The contents are not null-terminated. If you want null-termination (keep in mind the contents might not be ASCII and might contain null bytes before the end), just do buf[nread] = 0;. In that case, the value of max should be one less than the size of the buffer, to make sure the zero byte is not written past the end of buf if max bytes are read.

minitar_close

int minitar_close(struct minitar* mp)

Closes the tar archive file mp points to and frees the heap memory it was using. The pointer passed to minitar_close() should be the return value of a previous call to minitar_open().

Returns 0 on success, everything else is failure and you should check errno.

Types

minitar_file_type

enum minitar_file_type

This enum lists all supported file types:

MTAR_REGULAR: Regular files

MTAR_DIRECTORY: Directories

Other file types supported in tar archives, such as block/character devices, FIFOs, or symlinks, are not supported and minitar will throw an error when encountering one of them.

minitar_entry_metadata

struct minitar_entry_metadata

This structure represents an entry's metadata, with the following fields:

path: A string representing the full path of the entry within the archive. (char[])

name: A string representing the base name of the entry (the last component of its path). (char[])

mode: An integer representing the permissions of the entry. (mode_t)

uid: An integer representing the user ID of the entry's owner. (uid_t)

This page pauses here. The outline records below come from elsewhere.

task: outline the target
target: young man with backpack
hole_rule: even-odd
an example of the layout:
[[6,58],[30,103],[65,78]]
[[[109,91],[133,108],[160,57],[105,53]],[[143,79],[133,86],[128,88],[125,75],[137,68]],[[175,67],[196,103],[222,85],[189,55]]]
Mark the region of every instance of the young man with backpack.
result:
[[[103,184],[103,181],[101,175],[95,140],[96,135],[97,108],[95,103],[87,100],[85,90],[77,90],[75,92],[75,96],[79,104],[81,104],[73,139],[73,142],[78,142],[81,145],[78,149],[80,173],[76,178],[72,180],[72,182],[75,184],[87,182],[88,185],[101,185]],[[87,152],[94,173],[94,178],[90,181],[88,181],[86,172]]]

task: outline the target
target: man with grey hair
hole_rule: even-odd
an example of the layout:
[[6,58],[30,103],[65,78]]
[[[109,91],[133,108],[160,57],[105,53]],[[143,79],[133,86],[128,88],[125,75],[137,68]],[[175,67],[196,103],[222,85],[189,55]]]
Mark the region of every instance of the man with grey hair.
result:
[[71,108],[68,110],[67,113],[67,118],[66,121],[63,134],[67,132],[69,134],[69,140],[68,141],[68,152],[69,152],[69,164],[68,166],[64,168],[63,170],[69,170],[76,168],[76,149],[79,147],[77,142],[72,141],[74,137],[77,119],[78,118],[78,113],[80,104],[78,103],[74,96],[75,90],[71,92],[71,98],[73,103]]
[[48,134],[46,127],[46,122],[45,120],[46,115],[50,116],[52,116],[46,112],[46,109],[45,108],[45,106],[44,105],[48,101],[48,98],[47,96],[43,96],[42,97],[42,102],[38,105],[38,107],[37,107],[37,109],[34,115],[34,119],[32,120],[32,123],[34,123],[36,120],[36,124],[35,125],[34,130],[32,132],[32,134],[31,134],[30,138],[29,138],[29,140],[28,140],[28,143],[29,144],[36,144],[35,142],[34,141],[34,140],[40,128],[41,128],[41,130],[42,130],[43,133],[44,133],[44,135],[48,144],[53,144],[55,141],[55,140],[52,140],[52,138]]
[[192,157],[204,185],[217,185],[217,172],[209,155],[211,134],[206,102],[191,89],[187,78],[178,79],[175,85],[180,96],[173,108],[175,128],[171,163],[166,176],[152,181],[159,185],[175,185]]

gid: An integer representing the group ID of the entry's owner. (gid_t)

size: An integer representing the size of the entry's contents in bytes. (size_t)

mtime: A UNIX timestamp representing the last time the entry was modified. (time_t)

type: An enum representing the type of the entry. (enum minitar_file_type)

uname: A string representing the username of the entry's owner. (char[])

gname: A string representing the group name of the entry's owner. (char[])

minitar_entry

struct minitar_entry

An entry in a tar archive. Fields:

metadata: The entry's metadata. (struct minitar_entry_metadata)

position: Reserved for internal use. (fpos_t)

Error handling

When a fatal error occurs, minitar calls the function minitar_handle_panic() with a message describing the error. The default implementation of this function prints the error message out to standard error and aborts.

You might want to handle errors differently. Well, you can override the panic function! Just create a function with the following signature:

noreturn void minitar_handle_panic(const char* message)

and put your error handling code in there. This function will automatically override the default one used by minitar.

This function needs to have C linkage and be unmangled. If you're using other languages, this might not be the case, for example, a C++ implementation would need the following signature:

extern "C" [[noreturn]] void minitar_handle_panic(const char* message)

and a Rust implementation would need:

#[no_mangle]
pub extern "C" fn minitar_handle_panic(message: *const u8) -> !

License

minitar is free and open-source software under the BSD-2-Clause license.